DVOŘÁK: Symphony No. 5 in F Major, op. 76
by Jeff Counts
THE COMPOSER – ANTONÍN DVOŘÁK (1841–1904) – Though he was still three years away from international recognition as a composer, 1875 was highly productive for Dvořák and arguably the most prolific twelve-month stretch of his career. In and around his poorly paid duties as organist of Prague’s Church of St. Vojtech, Dvořák managed to crank out an opera (Vanda), a symphony, a piano trio, a piano quartet, a string quintet and his first truly evergreen success, the Serenade for Strings. He had, just that February, received the first of five of his annual “starving artist” grants from the Austrian government, thanks to the efforts of Johannes Brahms and the eminent music critic Eduard Hanslick.

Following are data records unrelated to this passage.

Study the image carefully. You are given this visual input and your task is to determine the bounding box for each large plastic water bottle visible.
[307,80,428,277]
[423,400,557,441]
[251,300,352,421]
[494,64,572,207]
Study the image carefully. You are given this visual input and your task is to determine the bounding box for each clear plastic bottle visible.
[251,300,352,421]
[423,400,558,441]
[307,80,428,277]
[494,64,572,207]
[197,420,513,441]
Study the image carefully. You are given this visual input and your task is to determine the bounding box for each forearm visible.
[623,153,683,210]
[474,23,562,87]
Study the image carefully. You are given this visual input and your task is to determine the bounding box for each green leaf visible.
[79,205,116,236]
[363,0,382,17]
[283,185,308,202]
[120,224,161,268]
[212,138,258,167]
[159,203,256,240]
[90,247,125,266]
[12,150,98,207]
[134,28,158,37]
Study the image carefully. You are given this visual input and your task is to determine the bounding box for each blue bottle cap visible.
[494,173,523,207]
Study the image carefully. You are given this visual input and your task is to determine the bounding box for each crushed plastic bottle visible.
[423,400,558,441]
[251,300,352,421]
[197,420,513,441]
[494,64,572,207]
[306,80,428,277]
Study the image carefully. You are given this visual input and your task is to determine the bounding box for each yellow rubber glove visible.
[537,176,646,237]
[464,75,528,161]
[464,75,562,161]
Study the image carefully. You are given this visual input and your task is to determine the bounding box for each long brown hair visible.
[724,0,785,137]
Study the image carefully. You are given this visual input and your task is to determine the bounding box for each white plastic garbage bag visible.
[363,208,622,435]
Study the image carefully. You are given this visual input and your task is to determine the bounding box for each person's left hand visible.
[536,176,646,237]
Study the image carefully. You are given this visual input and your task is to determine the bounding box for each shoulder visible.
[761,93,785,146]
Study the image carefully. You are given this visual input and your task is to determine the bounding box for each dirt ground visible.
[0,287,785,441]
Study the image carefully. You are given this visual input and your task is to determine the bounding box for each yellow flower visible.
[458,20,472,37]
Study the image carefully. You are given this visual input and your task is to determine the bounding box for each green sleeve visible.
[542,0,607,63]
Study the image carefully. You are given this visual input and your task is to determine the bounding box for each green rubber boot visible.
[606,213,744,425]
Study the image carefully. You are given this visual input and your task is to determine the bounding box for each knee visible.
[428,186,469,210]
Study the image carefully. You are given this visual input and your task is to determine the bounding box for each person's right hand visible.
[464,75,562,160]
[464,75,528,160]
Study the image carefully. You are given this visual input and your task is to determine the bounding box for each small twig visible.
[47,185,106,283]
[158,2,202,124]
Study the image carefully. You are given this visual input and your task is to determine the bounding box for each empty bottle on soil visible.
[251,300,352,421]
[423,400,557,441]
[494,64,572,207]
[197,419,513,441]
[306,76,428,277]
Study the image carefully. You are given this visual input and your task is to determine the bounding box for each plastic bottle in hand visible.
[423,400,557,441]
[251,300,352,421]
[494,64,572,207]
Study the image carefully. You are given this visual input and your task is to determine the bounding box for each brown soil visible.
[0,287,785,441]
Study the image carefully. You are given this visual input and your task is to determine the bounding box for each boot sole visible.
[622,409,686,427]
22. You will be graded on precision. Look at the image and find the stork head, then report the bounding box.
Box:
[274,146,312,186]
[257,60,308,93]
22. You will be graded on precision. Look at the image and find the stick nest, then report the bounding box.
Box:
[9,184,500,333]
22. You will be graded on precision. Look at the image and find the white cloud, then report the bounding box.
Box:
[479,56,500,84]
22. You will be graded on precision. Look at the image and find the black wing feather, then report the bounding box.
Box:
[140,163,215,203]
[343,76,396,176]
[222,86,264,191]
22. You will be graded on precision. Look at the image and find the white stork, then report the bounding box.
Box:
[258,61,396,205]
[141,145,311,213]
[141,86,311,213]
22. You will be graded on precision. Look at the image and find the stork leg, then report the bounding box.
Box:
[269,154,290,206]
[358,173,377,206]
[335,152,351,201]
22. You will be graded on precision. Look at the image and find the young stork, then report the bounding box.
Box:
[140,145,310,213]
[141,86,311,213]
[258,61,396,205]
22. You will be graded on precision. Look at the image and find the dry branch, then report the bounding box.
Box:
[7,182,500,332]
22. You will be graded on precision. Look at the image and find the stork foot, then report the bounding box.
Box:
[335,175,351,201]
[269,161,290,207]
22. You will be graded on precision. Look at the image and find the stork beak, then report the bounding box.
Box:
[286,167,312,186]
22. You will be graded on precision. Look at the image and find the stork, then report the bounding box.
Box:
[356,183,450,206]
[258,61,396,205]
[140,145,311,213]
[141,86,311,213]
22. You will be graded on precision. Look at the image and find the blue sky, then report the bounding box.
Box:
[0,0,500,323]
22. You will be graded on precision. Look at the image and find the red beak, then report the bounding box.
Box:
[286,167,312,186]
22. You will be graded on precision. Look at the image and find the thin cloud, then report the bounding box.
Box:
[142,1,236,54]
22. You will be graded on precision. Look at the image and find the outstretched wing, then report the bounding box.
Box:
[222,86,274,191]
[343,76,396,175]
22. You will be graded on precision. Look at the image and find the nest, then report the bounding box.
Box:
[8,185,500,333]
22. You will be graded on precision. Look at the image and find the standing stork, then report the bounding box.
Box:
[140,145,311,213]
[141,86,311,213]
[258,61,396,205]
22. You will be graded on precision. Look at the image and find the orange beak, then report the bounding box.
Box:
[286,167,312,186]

THE HISTORY – The symphony from that robust list of 1875 accomplishments was No. 5 and the publication history of this work is puzzling, and illustrative. Dvořák gave it an Op. 24 designation upon completion, but it was not published until 1888. By that time the composer was a star. His publisher (Simrock), anxious to cash in by presenting it as current and “mature” music from one of its favorite show ponies, called it Op. 76. And if that weren’t confusing enough, Simrock also chose to name the symphony No. 3, since only two of Dvořák’s previous four were publicly available at the time. Scholars in the 20th century would later put all this nonsense to rest, but machinations such as these were not at all uncommon in Dvořák’s day. He indulged in them himself, it has been written, by assigning lower opus rankings to pieces he wanted to publish outside the bounds of his Simrock contract. Number games were good for the goose and the gander, it seemed. Symphony No. 5 was written in a short five weeks during the summer of 1875, and it was a huge departure, in terms of style and mastery, from the 4th Symphony of 1874. Much more than a year seems to have elapsed between the two pieces. No. 4 was full of gallant pretense and other Wagner derivations but, by the time No. 5 was set to paper, Dvořák had begun to settle into the assured Bohemian pastoralism that would define his voice for the rest of his life. The confidence apparent in Symphony No. 5 feels not borrowed, but earned, and the advances Dvořák made in structural clarity, thematic cohesion and tonal invention marked the beginning of a new personal era for the composer. Perhaps Simrock’s financially motivated instinct to place the work in Dvořák’s established canon managed to tell a basic, albeit accidental, truth about it. Symphony No. 5 belongs there, among the masterpieces that made him so famous. Hans von Bulow thought so. When the work was dedicated to him just before publication, he told Dvořák the honor was higher “than any grand cross from any prince.”
THE WORLD – Elsewhere in 1875, the first indoor hockey game was played in Montreal, the first Kentucky Derby occurred in the United States, Tonga became a constitutional monarchy and a British officer invented the pool variant known as Snooker while stationed in India.
THE CONNECTION – Dvořák’s 5th was last performed by Utah Symphony as part of its 2005 European Tour. Keith Lockhart conducted.